Where can I get Pagid 566 and what is the other name for it (Dark-blue, blue, etc...).


----------



## sector7g (Apr 29, 2003)

*Re: Which pads for GTI MKIV? (alexb75)*

i am not sure if they have a color designation, they were supposed to be OEM on the 337s. some 337s got them some didnt. there are some part numbers for them in the 337 forum in the huge bbs wheel issue thread. i think the post were somewhere in the page 50s area. you might also try going to the dealership to see what their computer pulls up. there has been speculation that they switched part numbers out though. let me know if you need any more info.


----------



## alexb75 (Dec 29, 2002)

*Re: Which pads for GTI MKIV? (sector7g)*


_Quote, originally posted by *sector7g* »_i am not sure if they have a color designation, they were supposed to be OEM on the 337s. some 337s got them some didnt. there are some part numbers for them in the 337 forum in the huge bbs wheel issue thread. i think the post were somewhere in the page 50s area. you might also try going to the dealership to see what their computer pulls up. there has been speculation that they switched part numbers out though. let me know if you need any more info.

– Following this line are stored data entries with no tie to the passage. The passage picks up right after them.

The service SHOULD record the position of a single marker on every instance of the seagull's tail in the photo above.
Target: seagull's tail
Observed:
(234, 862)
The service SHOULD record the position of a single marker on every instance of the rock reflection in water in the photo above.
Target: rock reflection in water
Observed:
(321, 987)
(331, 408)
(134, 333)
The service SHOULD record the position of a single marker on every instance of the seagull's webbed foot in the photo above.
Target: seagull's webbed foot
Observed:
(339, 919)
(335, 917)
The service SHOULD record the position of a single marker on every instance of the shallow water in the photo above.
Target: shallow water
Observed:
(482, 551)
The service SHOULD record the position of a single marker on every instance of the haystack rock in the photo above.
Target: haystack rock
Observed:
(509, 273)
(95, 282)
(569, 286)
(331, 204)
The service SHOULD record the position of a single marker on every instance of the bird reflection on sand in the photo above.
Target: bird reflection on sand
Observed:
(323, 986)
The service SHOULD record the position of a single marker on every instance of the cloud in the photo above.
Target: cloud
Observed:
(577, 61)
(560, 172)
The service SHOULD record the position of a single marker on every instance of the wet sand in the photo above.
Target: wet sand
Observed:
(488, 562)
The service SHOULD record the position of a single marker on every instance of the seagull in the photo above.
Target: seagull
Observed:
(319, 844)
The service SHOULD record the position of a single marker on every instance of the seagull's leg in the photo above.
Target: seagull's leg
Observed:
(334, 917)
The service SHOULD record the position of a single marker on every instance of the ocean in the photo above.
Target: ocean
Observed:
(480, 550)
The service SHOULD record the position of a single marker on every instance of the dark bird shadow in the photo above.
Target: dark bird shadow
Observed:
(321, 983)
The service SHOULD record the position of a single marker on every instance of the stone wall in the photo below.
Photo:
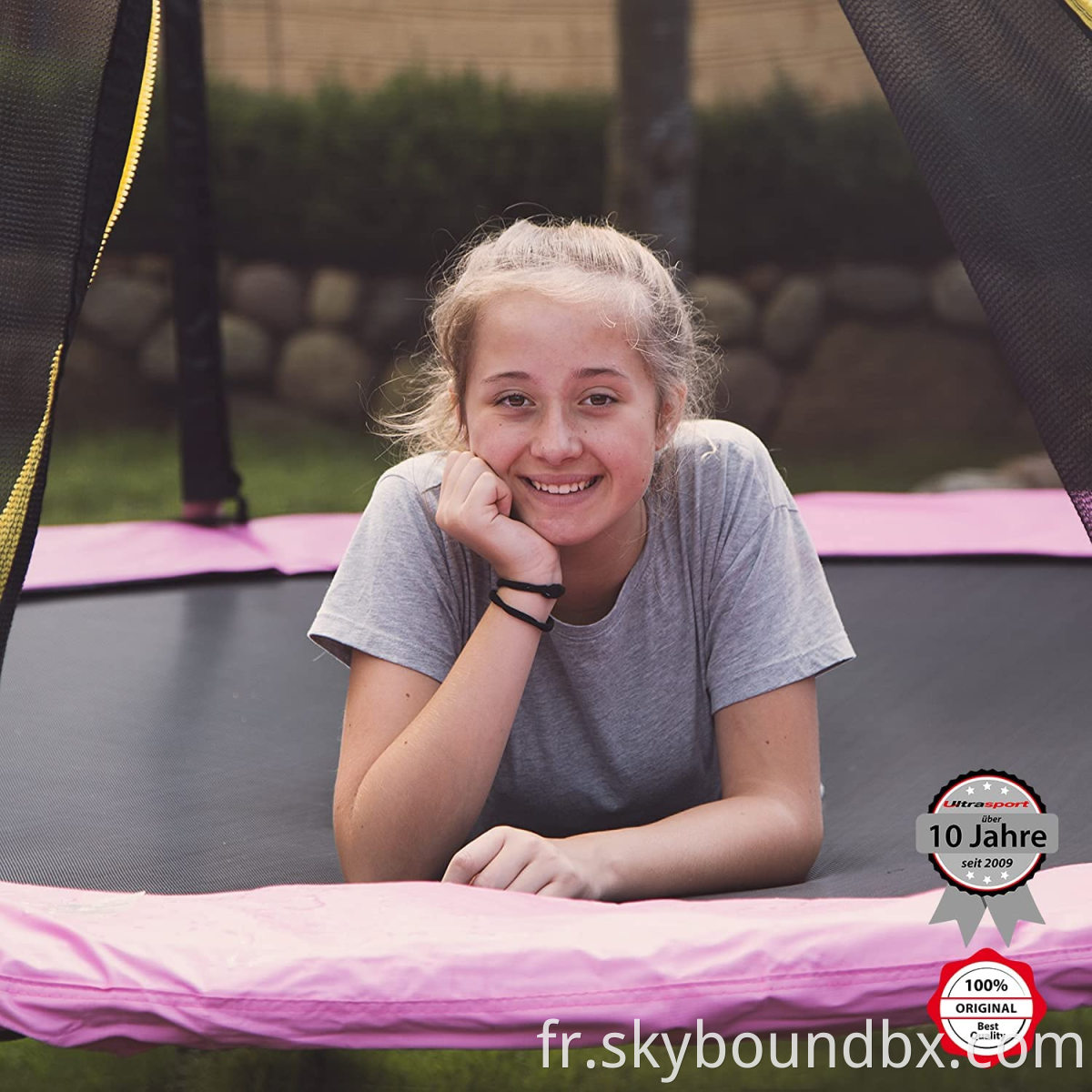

The one at the dealer is ridicolusly expensive and not too sure if it's the 556 one. Would like to find that out since been looking for a pad to keep up on the street without being harsh on rotors, less dust and have good cold bite. Most probably will do Porterfield R4S on fronts, but for the rear may wanna get something else.


----------



## Mencius01 (Aug 27, 2001)

*Re: Which pads for GTI MKIV? (alexb75)*

Am I blind or does Porterfield NOT sell brake pads for MkIVs?








Where can I get the Ferodo DS2500s for a good (low) price?
Thanks!


----------



## f1forkvr6 (Jun 10, 2002)

*Re: Which pads for GTI MKIV? (Mencius01)*


_Quote, originally posted by *Mencius01* »_Am I blind or does Porterfield NOT sell brake pads for MkIVs?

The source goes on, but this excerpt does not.